The key differentiation that Jesus made between the sheep and the goats was that one group ministered to his needs and the other did not. The sheep had done what Jesus expected of them, but were most likely unaware of it because it had not been an intentional effort on their part, but rather the divine influence of the Holy Spirit on their hearts that caused them to act the way they did.
Paul summarized all of his doctrine related to salvation in his letter to the Romans. In this letter, Paul emphasized the importance of faith (Romans 4:1-5:11), but he also made it clear that it takes an act of the will to overcome the effects of sin in our lives (Romans 6:13). In order to clarify the difference between works of the flesh, the things we choose to do based on our own desires and preferences, and acts of faith, Paul said:
Now to the one who works, his wages are not counted as a gift but as his due. And to the one who does not work but believes in him who justifies the ungodly, his faith is counted as righteousness, just as David also speaks of the blessing of the one to whom God counts righteousness apart from works:
“Blessed are those whose lawless deeds are forgiven,
and whose sins are covered;
blessed is the man against whom the Lord will not count his sin.” (Romans 4:4-8)

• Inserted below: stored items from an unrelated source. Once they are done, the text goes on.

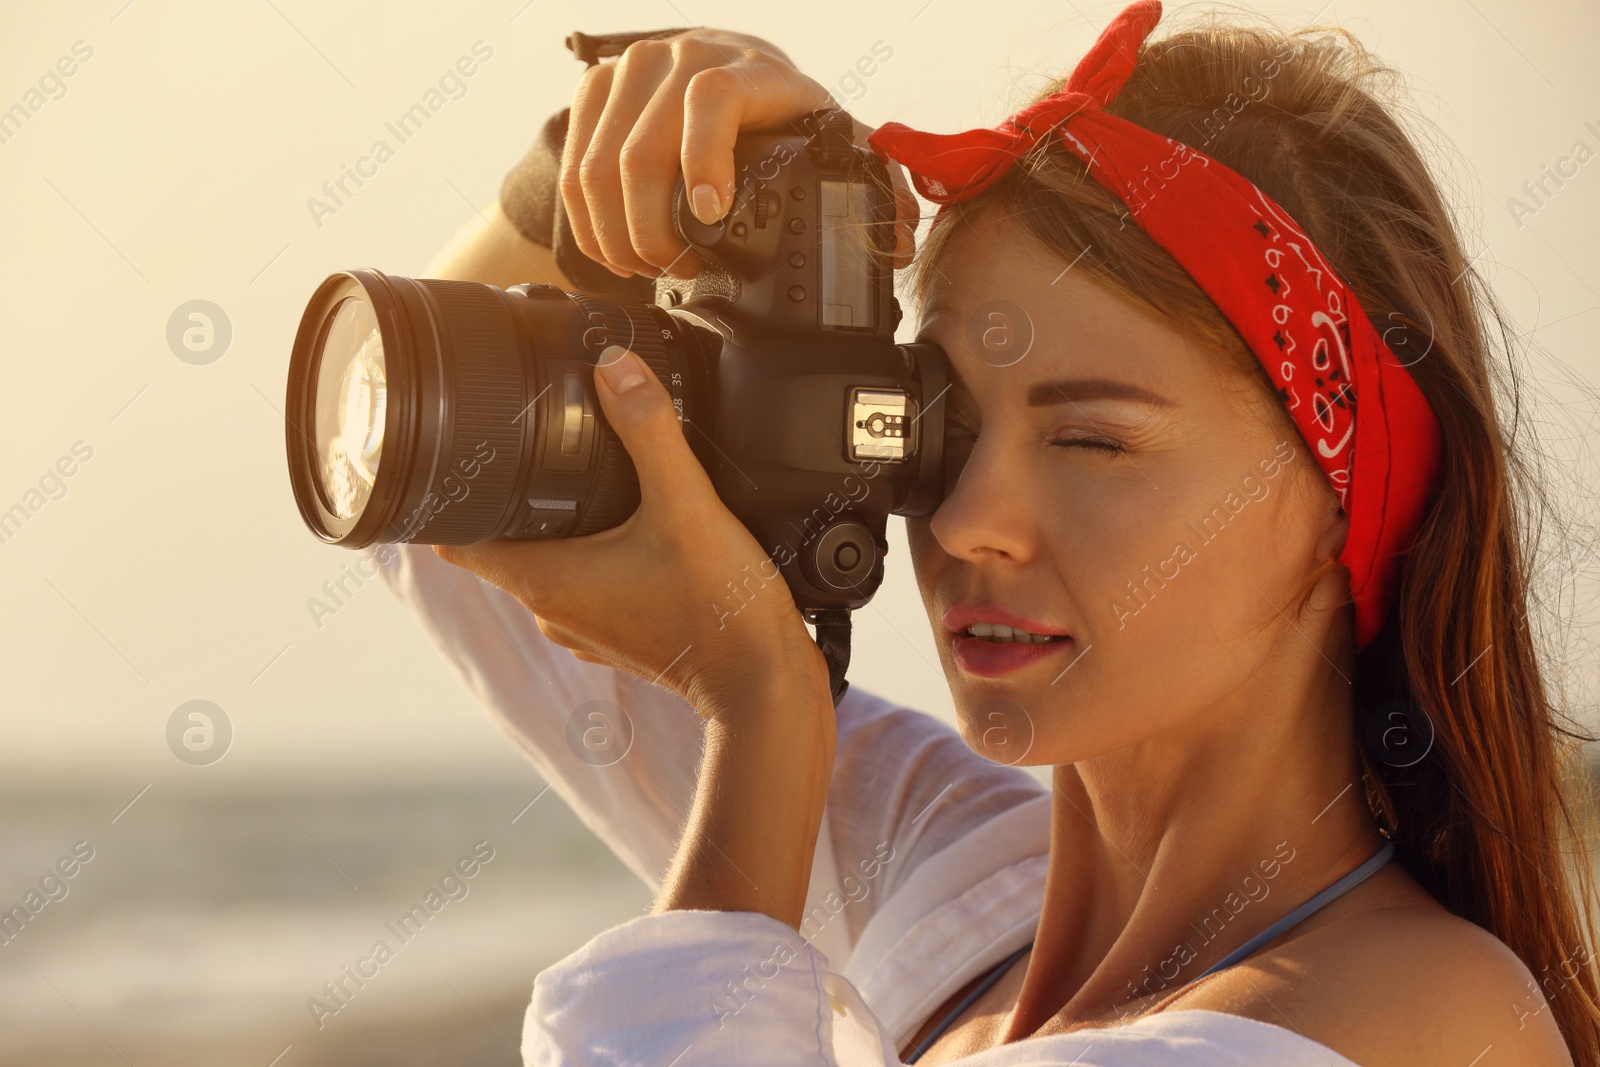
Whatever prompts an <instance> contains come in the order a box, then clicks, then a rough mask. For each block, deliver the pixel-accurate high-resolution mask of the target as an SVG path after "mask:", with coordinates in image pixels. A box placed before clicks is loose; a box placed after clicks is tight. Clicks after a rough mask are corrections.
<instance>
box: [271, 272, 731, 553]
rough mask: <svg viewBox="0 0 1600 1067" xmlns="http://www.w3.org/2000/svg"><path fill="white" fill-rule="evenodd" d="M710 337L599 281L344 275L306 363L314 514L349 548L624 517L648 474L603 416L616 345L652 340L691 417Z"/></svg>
mask: <svg viewBox="0 0 1600 1067" xmlns="http://www.w3.org/2000/svg"><path fill="white" fill-rule="evenodd" d="M707 342H709V341H704V339H701V338H699V336H698V333H696V330H694V328H691V326H688V325H685V323H680V322H678V320H675V318H674V317H672V315H669V314H667V312H666V310H662V309H659V307H654V306H651V304H632V302H624V301H614V299H610V298H606V296H598V294H592V293H565V291H562V290H557V288H554V286H515V288H512V290H499V288H494V286H491V285H478V283H475V282H446V280H435V278H400V277H390V275H384V274H379V272H376V270H346V272H341V274H334V275H331V277H328V278H326V280H325V282H323V283H322V285H320V286H318V288H317V291H315V293H314V294H312V298H310V302H309V304H307V306H306V314H304V317H302V318H301V326H299V333H298V334H296V339H294V352H293V355H291V358H290V381H288V397H286V408H285V424H286V426H285V442H286V448H288V462H290V483H291V486H293V490H294V501H296V504H298V506H299V510H301V518H304V520H306V525H307V526H309V528H310V530H312V533H315V534H317V536H318V537H322V539H323V541H328V542H333V544H341V545H346V547H350V549H358V547H363V545H368V544H374V542H397V541H418V542H422V544H474V542H478V541H490V539H493V537H566V536H578V534H589V533H595V531H600V530H608V528H610V526H616V525H618V523H621V522H622V520H626V518H627V517H629V515H632V514H634V509H637V507H638V477H637V472H635V469H634V462H632V459H629V456H627V451H626V450H624V448H622V442H621V438H618V437H616V434H614V432H613V430H611V427H610V424H608V422H606V421H605V416H603V413H602V411H600V403H598V394H597V392H595V386H594V368H595V363H597V360H598V357H600V352H603V350H605V349H606V347H608V346H611V344H619V346H624V347H629V349H632V350H634V352H637V354H638V355H640V357H642V358H643V360H645V363H646V365H650V366H651V370H654V371H656V376H658V378H659V379H661V381H662V384H664V386H666V387H667V392H669V394H672V398H674V403H675V405H677V410H678V411H680V413H682V414H683V418H685V419H690V418H694V416H696V414H699V411H701V405H702V403H704V395H706V392H704V386H701V379H702V378H704V373H706V371H704V350H702V347H701V346H702V344H707ZM691 445H693V442H691Z"/></svg>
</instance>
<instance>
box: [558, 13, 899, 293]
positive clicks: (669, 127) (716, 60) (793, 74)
mask: <svg viewBox="0 0 1600 1067" xmlns="http://www.w3.org/2000/svg"><path fill="white" fill-rule="evenodd" d="M822 107H837V102H835V101H834V99H832V96H830V94H829V91H827V90H826V88H822V86H821V85H819V83H816V82H814V80H811V78H808V77H806V75H803V74H800V72H798V70H797V69H795V67H794V64H792V62H790V61H789V56H786V54H784V53H782V51H779V50H778V48H776V46H774V45H771V43H768V42H765V40H762V38H758V37H749V35H746V34H734V32H730V30H715V29H694V30H685V32H683V34H677V35H674V37H669V38H664V40H642V42H634V43H632V45H629V46H627V50H626V51H622V54H621V56H619V58H618V59H616V61H614V62H600V64H595V66H594V67H589V70H586V72H584V75H582V80H581V82H579V83H578V93H576V94H574V96H573V109H571V117H570V120H568V126H566V146H565V149H563V152H562V176H560V190H562V202H563V205H565V208H566V218H568V221H570V222H571V227H573V237H574V238H576V240H578V246H579V248H581V250H582V251H584V254H587V256H589V258H590V259H594V261H597V262H602V264H605V266H606V267H610V269H611V270H613V272H614V274H618V275H621V277H629V275H634V274H638V275H645V277H650V278H654V277H659V275H661V274H670V275H674V277H680V278H691V277H694V275H696V274H699V269H701V266H702V264H701V259H699V256H696V254H694V253H693V251H690V250H688V246H686V245H685V243H683V242H682V240H680V238H678V235H677V234H675V232H674V230H672V195H674V192H675V190H677V179H678V174H680V173H682V176H683V181H685V187H686V189H688V190H690V203H691V206H693V211H694V214H696V216H698V218H699V219H701V221H702V222H715V221H717V219H720V218H722V216H723V214H725V213H726V211H728V206H730V203H731V202H733V192H734V181H736V178H734V168H733V142H734V139H736V138H738V136H739V133H741V131H742V130H771V128H776V126H779V125H782V123H786V122H789V120H792V118H798V117H802V115H806V114H810V112H813V110H816V109H822ZM867 133H870V128H869V126H864V125H861V123H859V122H858V123H856V142H858V144H866V134H867ZM888 170H890V176H891V179H893V182H894V218H896V227H894V266H896V267H902V266H906V264H909V262H910V254H912V240H914V232H915V219H917V213H918V208H917V200H915V197H914V195H912V192H910V184H909V182H907V179H906V173H904V171H902V170H901V166H899V165H898V163H893V162H891V163H888Z"/></svg>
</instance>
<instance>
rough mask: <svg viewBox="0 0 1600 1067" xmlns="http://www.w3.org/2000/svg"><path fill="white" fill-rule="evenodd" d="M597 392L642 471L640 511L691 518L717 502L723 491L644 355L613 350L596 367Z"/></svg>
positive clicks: (631, 453)
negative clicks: (713, 476)
mask: <svg viewBox="0 0 1600 1067" xmlns="http://www.w3.org/2000/svg"><path fill="white" fill-rule="evenodd" d="M595 392H597V395H598V397H600V408H602V411H605V418H606V421H610V422H611V429H614V430H616V435H618V437H619V438H622V448H626V450H627V454H629V458H632V461H634V467H635V470H638V504H640V510H645V509H646V507H661V509H666V510H667V512H674V514H686V512H688V510H693V509H699V507H704V506H707V504H709V502H715V498H717V491H715V490H714V488H712V485H710V477H709V475H707V474H706V469H704V467H702V466H701V462H699V459H696V458H694V451H693V450H691V448H690V443H688V440H686V438H685V437H683V429H682V426H680V424H678V414H677V408H674V406H672V398H670V397H669V395H667V389H666V386H662V384H661V379H658V378H656V373H654V371H651V370H650V366H646V365H645V362H643V360H640V358H638V355H635V354H634V352H629V350H627V349H622V347H619V346H608V347H606V349H605V350H603V352H602V354H600V362H598V363H597V366H595Z"/></svg>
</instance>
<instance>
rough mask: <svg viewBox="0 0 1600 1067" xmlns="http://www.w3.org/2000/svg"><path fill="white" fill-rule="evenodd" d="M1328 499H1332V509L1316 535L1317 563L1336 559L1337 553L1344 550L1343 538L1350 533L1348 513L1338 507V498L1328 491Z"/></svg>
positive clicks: (1336, 556)
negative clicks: (1316, 542) (1325, 521)
mask: <svg viewBox="0 0 1600 1067" xmlns="http://www.w3.org/2000/svg"><path fill="white" fill-rule="evenodd" d="M1328 499H1330V501H1333V509H1331V510H1330V514H1328V517H1326V522H1325V523H1323V528H1322V533H1320V534H1318V536H1317V547H1315V553H1317V561H1318V563H1326V561H1330V560H1338V558H1339V553H1341V552H1344V539H1346V537H1347V536H1349V534H1350V515H1349V514H1347V512H1346V510H1344V509H1342V507H1339V504H1338V498H1334V496H1333V493H1328Z"/></svg>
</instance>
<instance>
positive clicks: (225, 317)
mask: <svg viewBox="0 0 1600 1067" xmlns="http://www.w3.org/2000/svg"><path fill="white" fill-rule="evenodd" d="M232 342H234V323H232V322H230V320H229V317H227V312H224V310H222V309H221V307H218V306H216V304H213V302H211V301H189V302H186V304H179V306H178V307H174V309H173V314H171V315H170V317H168V318H166V347H168V349H171V350H173V355H176V357H178V358H179V360H182V362H184V363H190V365H194V366H206V365H208V363H216V362H218V360H221V358H222V357H224V355H227V346H230V344H232Z"/></svg>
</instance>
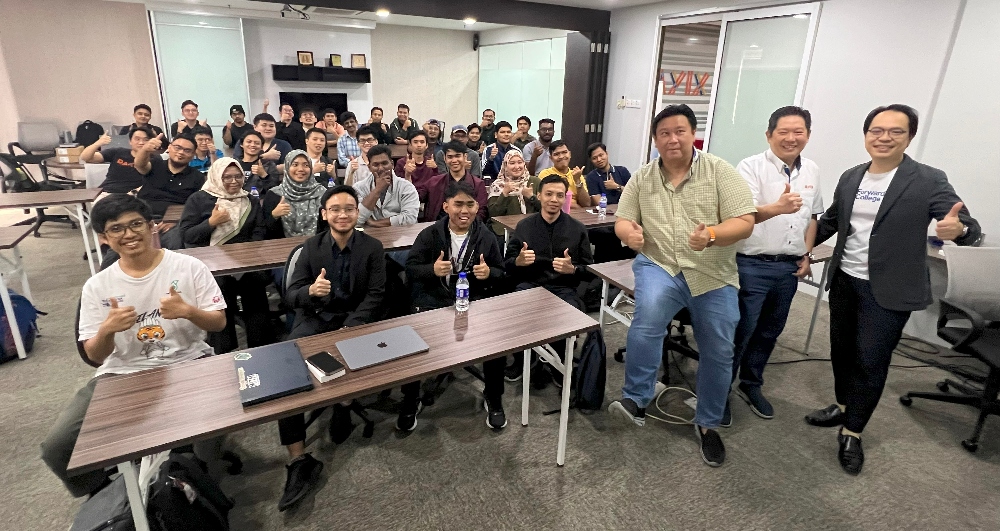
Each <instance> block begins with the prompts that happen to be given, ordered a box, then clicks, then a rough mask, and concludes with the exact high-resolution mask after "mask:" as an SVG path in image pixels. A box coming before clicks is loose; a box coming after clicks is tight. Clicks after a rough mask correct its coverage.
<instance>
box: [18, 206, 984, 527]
mask: <svg viewBox="0 0 1000 531" xmlns="http://www.w3.org/2000/svg"><path fill="white" fill-rule="evenodd" d="M18 217H20V213H19V212H18V213H9V212H8V213H0V223H3V224H10V223H11V222H12V221H13V219H15V218H18ZM21 251H22V253H23V255H24V260H25V264H26V267H27V270H28V275H29V278H30V282H31V287H32V293H33V294H34V297H35V300H36V302H37V306H38V307H39V308H40V309H41V310H43V311H46V312H48V315H47V316H44V317H41V318H40V320H39V326H40V328H41V332H42V336H41V337H40V338H38V341H37V343H36V346H35V351H34V352H32V353H31V354H30V356H29V358H28V359H27V360H25V361H15V362H11V363H6V364H3V365H0V432H2V433H3V439H2V440H3V446H4V450H3V452H0V485H3V486H4V487H5V488H4V491H5V492H6V495H5V496H4V497H3V501H2V502H0V529H3V530H8V529H9V530H26V529H27V530H35V529H39V530H49V529H52V530H63V529H67V528H68V527H69V525H70V523H71V522H72V519H73V516H74V514H75V513H76V510H77V509H78V507H79V504H80V501H79V500H74V499H72V498H71V497H70V496H69V495H68V494H67V493H66V491H65V490H64V489H63V488H62V486H61V484H60V483H59V482H58V481H57V480H56V479H55V477H54V476H53V475H52V474H51V473H50V472H49V471H48V470H47V469H46V468H45V466H44V464H43V463H42V462H41V460H40V459H39V457H38V455H39V450H38V443H39V441H40V440H41V439H42V438H43V437H44V436H45V434H46V433H47V431H48V429H49V426H50V425H51V423H52V421H53V420H54V418H55V417H56V415H57V414H58V413H59V411H61V409H62V408H63V406H64V405H65V404H66V402H67V401H68V400H69V398H70V397H71V396H72V394H73V393H75V392H76V390H77V389H78V388H79V387H81V386H82V385H83V384H84V383H86V382H87V380H88V379H89V378H90V376H91V375H92V374H93V369H91V368H90V367H88V366H86V365H84V364H83V363H82V362H81V361H80V359H79V357H78V356H77V353H76V350H75V348H74V345H73V337H72V336H73V334H72V327H73V316H74V312H75V306H76V301H77V298H78V297H79V293H80V287H81V286H82V284H83V282H84V281H85V280H86V278H87V273H88V271H87V267H86V263H85V262H83V261H82V254H83V253H82V242H81V240H80V234H79V231H73V230H70V229H69V228H68V227H65V226H60V225H46V226H45V228H44V230H43V231H42V237H41V238H39V239H35V238H32V237H29V238H28V239H26V240H25V241H24V242H23V244H22V245H21ZM15 287H16V286H15ZM813 300H814V299H812V298H811V297H809V296H807V295H804V294H799V295H798V296H797V297H796V299H795V302H794V305H793V308H792V312H791V316H790V318H789V322H788V326H787V327H786V331H785V334H784V335H783V336H782V337H781V338H780V340H779V346H778V348H777V349H776V351H775V354H774V356H773V358H772V361H781V360H797V359H802V358H803V356H802V354H800V353H799V352H798V351H797V350H796V349H800V348H801V346H802V344H803V343H804V340H805V331H806V328H807V326H808V322H809V321H808V319H809V315H810V310H811V308H812V301H813ZM472 311H475V308H473V309H472ZM817 326H818V328H817V330H818V333H817V335H816V337H815V339H814V342H813V346H812V349H811V355H812V356H813V357H817V358H818V357H825V356H827V355H828V348H829V341H828V339H827V330H828V321H827V315H826V306H825V305H824V306H823V310H822V313H821V315H820V319H819V323H818V325H817ZM625 330H626V329H625V327H623V326H621V325H616V326H612V327H610V328H609V329H608V333H607V336H606V339H607V343H608V347H609V362H608V390H607V391H608V393H607V400H608V401H610V400H614V399H616V398H618V396H619V392H620V391H619V389H620V386H621V382H622V377H623V365H621V364H619V363H615V362H614V361H613V360H611V359H610V353H611V352H614V351H615V350H617V348H618V347H619V346H621V345H623V344H624V340H625ZM897 358H898V359H897V360H896V362H895V363H897V364H899V365H914V364H915V362H913V361H911V360H908V359H904V358H901V357H897ZM679 366H680V367H681V369H682V372H681V373H677V371H676V370H675V369H672V377H673V378H674V381H675V382H676V383H677V385H680V386H684V385H685V383H684V378H686V379H687V380H689V381H691V382H693V381H694V374H695V372H694V371H695V369H696V365H695V364H694V363H692V362H688V361H680V362H679ZM460 372H461V374H458V380H457V381H455V382H453V383H452V384H451V385H450V386H449V388H448V389H447V390H446V392H445V393H444V394H443V395H442V396H441V397H440V398H439V399H438V402H437V403H436V404H435V405H434V406H432V407H430V408H427V409H425V411H424V413H423V414H421V416H420V419H419V425H418V427H417V429H416V430H415V431H414V432H413V433H411V434H409V435H408V436H400V435H398V434H397V433H396V432H395V430H394V428H393V422H394V421H395V415H394V411H395V409H394V408H395V402H396V401H397V400H398V399H399V398H400V394H399V392H398V391H396V392H395V393H394V394H393V395H392V396H391V397H390V398H389V399H387V400H379V401H376V402H375V403H373V404H372V409H371V410H370V411H371V414H372V416H373V417H374V418H375V419H377V421H378V424H377V426H376V429H375V434H374V437H372V438H371V439H364V438H362V436H361V430H360V429H358V430H355V432H354V433H353V434H352V435H351V437H350V439H348V441H347V442H345V443H344V444H342V445H335V444H333V443H332V442H331V441H330V440H329V436H328V435H327V434H326V425H327V420H328V415H324V416H323V417H322V418H321V420H320V421H319V422H318V423H317V424H318V426H315V425H314V427H313V428H311V429H310V437H311V441H310V446H309V450H310V451H311V452H312V453H313V454H314V455H315V456H316V457H317V458H319V459H320V460H321V461H323V462H324V463H325V465H326V468H325V470H324V473H323V479H322V483H321V485H320V487H319V488H318V489H317V490H316V491H315V493H314V494H312V495H310V496H309V497H308V498H307V499H306V500H305V501H304V502H303V503H302V504H301V505H300V506H299V507H297V508H296V509H294V510H291V511H288V512H285V513H279V512H278V511H277V508H276V505H277V500H278V498H279V496H280V495H281V490H282V487H283V484H284V479H285V470H284V466H283V465H284V464H285V462H286V454H285V451H284V449H283V448H281V447H280V446H279V445H278V433H277V428H276V426H275V425H273V424H269V425H263V426H258V427H255V428H252V429H248V430H245V431H242V432H239V433H236V434H233V435H231V436H230V437H229V443H228V444H229V446H230V447H232V448H233V449H235V450H236V451H237V452H238V453H239V454H240V455H241V456H242V457H243V460H244V462H245V463H246V466H245V470H244V471H243V473H242V474H241V475H239V476H230V477H226V478H225V479H224V480H223V483H222V486H223V488H224V489H225V490H226V491H227V492H228V493H229V494H230V495H231V496H232V497H234V498H235V499H236V509H235V510H234V511H233V512H232V513H231V521H232V524H233V529H236V530H270V529H581V530H583V529H588V530H589V529H998V528H1000V419H997V418H996V417H992V418H991V419H990V420H989V421H988V422H987V428H986V431H985V433H984V435H983V441H982V444H981V446H980V449H979V452H978V453H976V454H969V453H968V452H966V451H965V450H963V449H962V447H961V446H960V445H959V441H961V440H962V439H964V438H966V437H968V435H969V433H970V432H971V428H972V425H973V423H974V421H975V412H974V410H973V409H972V408H968V407H964V406H957V405H949V404H937V403H928V402H920V401H918V402H917V403H916V404H915V405H914V407H912V408H911V409H905V408H903V407H901V406H900V404H899V402H898V397H899V395H900V394H902V393H905V392H906V391H909V390H930V391H933V390H934V384H935V382H937V381H938V380H940V379H941V378H942V377H944V376H945V373H944V372H942V371H940V370H938V369H932V368H914V369H903V368H894V369H892V370H891V371H890V375H889V382H888V386H887V388H886V392H885V394H884V396H883V397H882V402H881V404H880V406H879V408H878V410H877V411H876V412H875V416H874V418H873V419H872V422H871V424H870V425H869V427H868V429H867V430H866V432H865V437H864V442H865V450H866V453H867V462H866V465H865V470H864V472H863V473H862V474H861V475H860V476H858V477H850V476H847V475H846V474H845V473H844V472H842V471H841V469H840V467H839V465H838V464H837V460H836V451H837V443H836V438H835V431H834V430H833V429H819V428H814V427H811V426H807V425H806V424H805V423H804V422H803V421H802V417H803V415H805V414H806V413H808V412H809V411H810V410H812V409H814V408H816V407H819V406H825V405H827V404H829V403H830V402H831V401H832V396H833V378H832V374H831V370H830V367H829V363H828V362H823V361H813V362H803V363H793V364H786V365H774V366H771V367H769V368H768V370H767V373H766V375H765V376H766V379H767V383H766V387H765V391H766V393H767V395H768V396H769V397H770V399H771V401H772V402H773V404H774V407H775V410H776V416H775V418H774V419H773V420H761V419H759V418H757V417H756V416H755V415H753V413H752V412H751V411H750V410H749V408H748V407H746V406H745V405H744V404H743V403H742V402H740V401H739V400H738V399H736V401H735V402H734V407H733V416H734V424H733V427H732V428H729V429H723V430H722V436H723V439H724V441H725V443H726V447H727V450H728V457H727V460H726V464H725V465H724V466H723V467H721V468H718V469H712V468H709V467H707V466H705V465H704V464H703V463H702V461H701V458H700V457H699V455H698V453H697V447H696V443H695V439H694V434H693V431H692V428H691V427H690V426H672V425H666V424H662V423H659V422H656V421H652V420H650V421H648V422H647V424H646V426H645V427H643V428H635V427H631V428H630V427H627V426H624V425H619V424H617V423H616V422H613V420H614V419H611V418H609V417H608V415H607V414H606V413H604V412H600V413H597V414H593V415H586V416H585V415H581V414H578V413H572V416H571V418H570V421H569V444H568V448H567V453H566V466H564V467H557V466H556V464H555V459H556V432H557V427H558V415H550V416H544V415H542V413H543V412H544V411H547V410H551V409H554V408H556V407H558V395H557V392H556V390H555V389H554V388H553V387H549V388H548V389H545V390H542V391H537V392H535V391H533V392H532V401H531V415H530V417H529V419H530V426H528V427H522V426H521V424H520V396H521V392H520V385H519V384H518V385H512V384H508V385H507V388H506V394H505V395H504V403H505V406H506V409H507V413H508V418H509V425H508V426H507V428H506V429H505V430H503V431H501V432H499V433H493V432H491V431H489V430H488V429H487V428H486V426H485V414H484V413H483V411H482V409H481V405H480V402H479V400H478V396H479V391H478V389H480V387H479V386H478V382H476V381H474V380H473V379H472V377H471V376H469V375H467V374H464V372H462V371H460ZM682 399H683V396H681V394H680V393H676V394H673V393H672V394H671V396H670V397H669V398H668V400H667V401H666V402H667V404H666V407H667V409H668V410H669V411H672V412H674V413H677V414H680V415H684V414H690V410H688V409H687V408H686V406H684V405H683V404H681V400H682Z"/></svg>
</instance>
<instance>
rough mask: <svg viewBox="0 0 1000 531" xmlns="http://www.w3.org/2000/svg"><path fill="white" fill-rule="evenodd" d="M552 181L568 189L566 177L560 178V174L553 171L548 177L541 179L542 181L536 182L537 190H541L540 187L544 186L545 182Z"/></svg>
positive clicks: (568, 189)
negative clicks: (566, 181) (557, 173)
mask: <svg viewBox="0 0 1000 531" xmlns="http://www.w3.org/2000/svg"><path fill="white" fill-rule="evenodd" d="M553 183H559V184H561V185H563V186H565V187H566V191H567V192H568V191H569V183H568V182H566V179H563V178H562V175H559V174H557V173H553V174H552V175H549V176H548V177H546V178H544V179H542V181H541V182H540V183H538V191H539V192H541V191H542V188H544V187H545V185H546V184H553Z"/></svg>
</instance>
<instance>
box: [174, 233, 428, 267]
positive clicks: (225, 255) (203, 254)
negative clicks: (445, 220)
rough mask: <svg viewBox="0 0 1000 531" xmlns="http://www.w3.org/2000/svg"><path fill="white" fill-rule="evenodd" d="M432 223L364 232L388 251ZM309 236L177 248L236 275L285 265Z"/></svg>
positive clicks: (408, 240) (202, 260) (406, 239)
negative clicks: (298, 245) (292, 250)
mask: <svg viewBox="0 0 1000 531" xmlns="http://www.w3.org/2000/svg"><path fill="white" fill-rule="evenodd" d="M431 225H433V222H427V223H417V224H416V225H407V226H404V227H377V228H374V227H373V228H366V229H365V231H364V232H365V234H368V235H369V236H372V237H373V238H376V239H378V240H379V241H381V242H382V247H383V248H384V249H385V251H386V252H389V251H402V250H406V249H409V248H410V247H412V246H413V242H414V241H416V239H417V235H418V234H420V231H422V230H424V229H425V228H427V227H429V226H431ZM307 239H308V237H307V236H297V237H294V238H281V239H277V240H264V241H259V242H245V243H231V244H226V245H216V246H207V247H195V248H192V249H181V250H179V251H176V252H178V253H181V254H186V255H188V256H193V257H195V258H197V259H199V260H201V261H202V262H204V263H205V265H207V266H208V268H209V269H210V270H212V274H213V275H216V276H222V275H233V274H236V273H247V272H250V271H263V270H267V269H274V268H276V267H283V266H284V265H285V261H286V260H287V259H288V255H289V254H291V252H292V250H293V249H295V247H296V246H298V245H299V244H301V243H302V242H304V241H306V240H307Z"/></svg>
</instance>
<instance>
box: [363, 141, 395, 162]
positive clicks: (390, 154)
mask: <svg viewBox="0 0 1000 531" xmlns="http://www.w3.org/2000/svg"><path fill="white" fill-rule="evenodd" d="M379 155H385V156H386V157H389V162H392V150H391V149H389V146H387V145H385V144H379V145H377V146H372V148H371V149H369V150H368V160H369V161H371V160H372V159H373V158H375V157H377V156H379Z"/></svg>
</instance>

The main point that Paul made in this passage was that God counts righteousness apart from works. Therefore, it isn’t necessary for us to do anything to be saved. But, Paul went on to explain that life in the Spirit involves being mentally disposed toward doing the things that God wants us to (Romans 8:5-6). In his conclusion, Paul identified the uniting principle associated with being saved and the final judgment that Jesus described in Matthew 25:31-46. Paul said, “Owe no one anything, except to love each other, for the one who loves another has fulfilled the law. For the commandments, ‘You shall not commit adultery, You shall not murder, You shall not steal, You shall not covet,’ and any other commandment, are summed up in this word: “You shall love your neighbor as yourself.” Love does no wrong to a neighbor; therefore love is the fulfilling of the law” (Romans 13:8-10).